30 Jul 2008
Integration with other companies is now Pirelli's strategy for growth in optoelectronics.
Five months after Pirelli formed PGT Photonics by merging its photonics business unit with the optical innovation division of Pirelli Labs, the company has announced a strategic alliance with InP chip manufacturer CyOptics and indicated that such mergers will be its future tactic for expansion.
"This investment is coherent with Pirelli's strategy to grow in photonics through integration with other companies in similar businesses," said Pirelli chairman Marco Tronchetti Provera. "We strongly believe in the potential of this transaction, which allows for joining two advanced and complementary technologies and creating a leading-edge company in the optical sector."
$20 million from Pirelli will see the Italian giant take a 30% share in CyOptics, with the two companies set to work together on photonic integrated circuits (PICs) and tunable transmitter sub-assemblies. Pirelli will bring "substantial and broad investment in silicon-based photonics" to the table, according to the company.
Pirelli's decision marks the return of the Italian company to the sector, eight years after it sold its optical components business to Corning. In September 2000, at the height of the fibre-optic technology boom, Pirelli's optical components division was a key supplier of the 980 nm GaAs-based pump lasers that power the erbium-doped fibre amplifiers (EDFAs) used in long-haul submarine networks. Then, in a deal that epitomized the freakish nature of the technology bubble, US-based optical fibre manufacturer Corning bought the Pirelli business for a cool $3.6 billion. In cash.

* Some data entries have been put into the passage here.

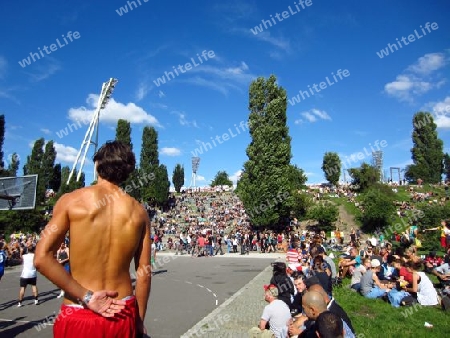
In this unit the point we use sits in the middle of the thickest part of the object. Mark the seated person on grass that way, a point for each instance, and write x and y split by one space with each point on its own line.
443 273
332 305
275 315
313 306
370 284
401 273
432 261
348 264
329 325
422 288
357 274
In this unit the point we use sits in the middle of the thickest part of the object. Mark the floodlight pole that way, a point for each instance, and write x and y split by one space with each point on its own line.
195 164
105 95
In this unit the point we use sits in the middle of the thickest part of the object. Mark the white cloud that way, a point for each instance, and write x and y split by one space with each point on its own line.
441 111
314 115
142 91
183 121
66 154
112 113
428 64
171 151
416 80
236 176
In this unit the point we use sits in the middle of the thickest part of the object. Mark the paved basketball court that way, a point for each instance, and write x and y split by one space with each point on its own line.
184 291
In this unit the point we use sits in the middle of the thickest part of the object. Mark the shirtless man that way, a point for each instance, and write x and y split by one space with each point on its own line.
104 239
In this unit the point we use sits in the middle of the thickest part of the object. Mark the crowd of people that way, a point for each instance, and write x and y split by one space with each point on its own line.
300 293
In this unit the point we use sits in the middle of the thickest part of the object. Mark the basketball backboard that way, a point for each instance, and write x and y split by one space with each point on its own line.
18 193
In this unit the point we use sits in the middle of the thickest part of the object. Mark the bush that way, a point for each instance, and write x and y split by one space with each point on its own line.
325 214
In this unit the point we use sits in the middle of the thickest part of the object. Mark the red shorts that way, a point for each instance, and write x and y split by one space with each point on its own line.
74 322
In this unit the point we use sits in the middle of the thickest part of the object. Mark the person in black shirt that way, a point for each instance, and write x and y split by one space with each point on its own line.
332 305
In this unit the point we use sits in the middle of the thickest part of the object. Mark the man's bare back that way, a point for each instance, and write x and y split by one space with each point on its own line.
107 230
101 234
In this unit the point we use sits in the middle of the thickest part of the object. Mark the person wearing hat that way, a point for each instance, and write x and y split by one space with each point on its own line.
276 315
370 284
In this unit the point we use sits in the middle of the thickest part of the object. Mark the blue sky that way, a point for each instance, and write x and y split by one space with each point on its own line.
306 47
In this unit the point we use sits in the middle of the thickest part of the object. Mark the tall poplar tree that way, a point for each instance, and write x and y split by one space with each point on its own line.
13 165
427 151
178 177
331 167
162 186
221 178
447 167
41 162
149 161
265 181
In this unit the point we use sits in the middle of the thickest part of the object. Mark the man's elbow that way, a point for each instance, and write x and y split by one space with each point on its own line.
39 261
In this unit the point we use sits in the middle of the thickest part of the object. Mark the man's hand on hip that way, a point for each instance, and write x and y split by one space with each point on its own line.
103 303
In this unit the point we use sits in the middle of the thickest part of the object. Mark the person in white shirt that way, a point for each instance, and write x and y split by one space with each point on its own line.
28 276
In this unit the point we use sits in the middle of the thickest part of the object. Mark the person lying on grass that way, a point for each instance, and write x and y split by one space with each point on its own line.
422 288
370 284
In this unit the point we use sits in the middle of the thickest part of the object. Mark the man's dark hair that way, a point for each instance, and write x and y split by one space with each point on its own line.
329 325
115 161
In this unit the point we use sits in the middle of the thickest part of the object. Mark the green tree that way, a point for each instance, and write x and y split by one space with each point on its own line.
301 204
221 178
378 204
149 161
55 180
427 151
73 184
325 213
297 177
34 161
331 166
123 134
364 177
266 173
178 177
447 167
162 185
48 164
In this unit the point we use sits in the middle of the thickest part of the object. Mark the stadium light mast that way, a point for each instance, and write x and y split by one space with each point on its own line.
195 164
105 95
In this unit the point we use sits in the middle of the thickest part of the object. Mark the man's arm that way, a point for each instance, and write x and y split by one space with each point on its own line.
144 269
262 324
45 262
51 238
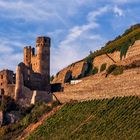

At the time, Corning's own Lasertron subsidiary also produced 980 nm pump lasers, although it was focused on terrestrial applications. Corning, which saw the Pirelli division as a complementary fit to its existing operation, then planned a huge expansion of the Lasertron business.
That expansion never happened, and three years later Corning sold off much of its optical components division to Avanex at a huge loss, before the latter then passed them on to 3S Photonics in 2007.
Although telecommunications is the focus again, Pirelli's return to the compounds industry does not revolve around 980 nm pump lasers, which are now the preserve of only a handful of companies and dominated by JDSU.
This time Pirelli is investing in much more complex optical component technology under development at CyOptics, a company that itself benefited from the burst telecoms bubble when it inherited high-quality InP expertise honed at Bell Labs and developed further at Lucent Technologies and TriQuint Semiconductor.
Pirelli's business strategy was proved comprehensively right in 2000; perhaps the company's re-emergence in compounds is a sign of things to come in 2008.